Code Pages versus Locales/Locale Names

The question recently came up on why someone's index range on a text column wasn't working properly. It turns out they forgot to set the Code Page on the column, but they were still storing Unicode data in the column.

So the question came up about just what the heck is a Code Page. I think it comes out of a long history of Windows support for globalization. It goes back to probably the 1980s, since I remember pages in the appendix of the MS-DOS 5 manual on different code pages.

ASCII is technically 7-bits only. The values 0-127.
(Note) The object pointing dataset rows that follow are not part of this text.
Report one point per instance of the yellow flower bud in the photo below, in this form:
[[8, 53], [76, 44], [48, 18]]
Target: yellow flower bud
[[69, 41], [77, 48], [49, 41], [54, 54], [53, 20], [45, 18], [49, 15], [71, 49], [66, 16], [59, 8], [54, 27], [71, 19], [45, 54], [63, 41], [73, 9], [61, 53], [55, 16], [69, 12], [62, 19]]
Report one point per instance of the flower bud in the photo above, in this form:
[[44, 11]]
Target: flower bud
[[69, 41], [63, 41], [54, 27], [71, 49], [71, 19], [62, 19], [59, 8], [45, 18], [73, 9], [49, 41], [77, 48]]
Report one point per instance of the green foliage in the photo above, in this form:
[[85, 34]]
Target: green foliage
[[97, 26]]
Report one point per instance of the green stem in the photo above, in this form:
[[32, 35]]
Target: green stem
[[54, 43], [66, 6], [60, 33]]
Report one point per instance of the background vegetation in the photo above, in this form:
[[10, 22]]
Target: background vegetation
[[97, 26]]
ANSI characters are 8-bits, but the meaning of characters 128-255 change depending on which 'code page' you choose. ESE mostly cares about UTF-16 (1200) and Latin (1252). See Wikipaedia for more details.
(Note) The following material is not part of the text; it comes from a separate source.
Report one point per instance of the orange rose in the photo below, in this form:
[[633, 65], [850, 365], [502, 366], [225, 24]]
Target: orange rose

Code pages are defined on the column itself.

 typedef struct
 {
 // ...
 unsigned short cp;
 unsigned short wCollate; /* Must be 0 */
 // ...
 } JET_COLUMNDEF;
 

But then you could say 'Code Page 1200', which meant Unicode (I think UCS-2 was the only form of Unicode initially, and UTF-7, UTF-8, UTF-16, and UTF-32 came later? But that's a different topic...).

And it was realized that you need to know the locale in order to sort Unicode text. First we used LCIDs (locale identifiers), and used them for many years. Then BCP-47 and Locale Names came along. Now, LCIDs are deprecated (starting in Windows Vista), and locale names are preferred. Example of an LCID: 1033 (0x409). The equivalent locale name is "en-US".
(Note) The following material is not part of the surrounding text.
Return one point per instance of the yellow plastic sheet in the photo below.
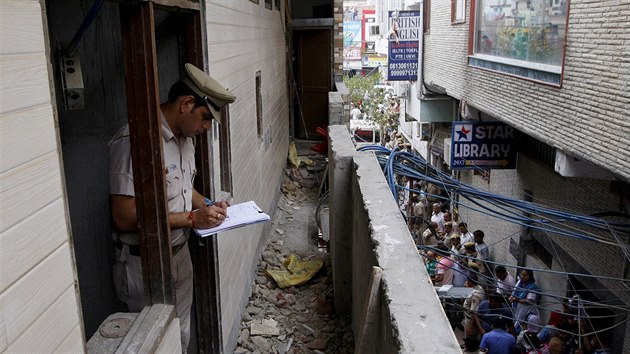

So we need to know the *locale* in order to know how to sort a Unicode column. Different locales sort characters in different ways. The LCID in in the JET_UNICODEINDEX structure, which is part of JET_INDEXCREATE/JET_INDEXCREATE2and the Locale Name is in JET_UNICODEINDEX2, which is referenced by JET_INDEXCREATE3. You need Windows 8 in order to use Locale Names. If you need to support Windows 7, you're stuck with LCIDs.

 typedef struct tagJET_UNICODEINDEX
 {
 unsigned long lcid;
 unsigned long dwMapFlags;
 } JET_UNICODEINDEX;
 
 #if ( JET_VERSION >= 0x0602 )
 typedef struct tagJET_UNICODEINDEX2
 {
 WCHAR *szLocaleName;
 unsigned long dwMapFlags;
 } JET_UNICODEINDEX2;
 #endif //JET_VERSION >= 0x0602
 

The 'dwMapFlags' member is passed as 'dwMapFlags' to LCMapStringEx.

Given what we know today, I'm not sure where we'd stick it, I doubt we'd stick with the current scheme of having two different places. I suspect we'd choose it at index creation time.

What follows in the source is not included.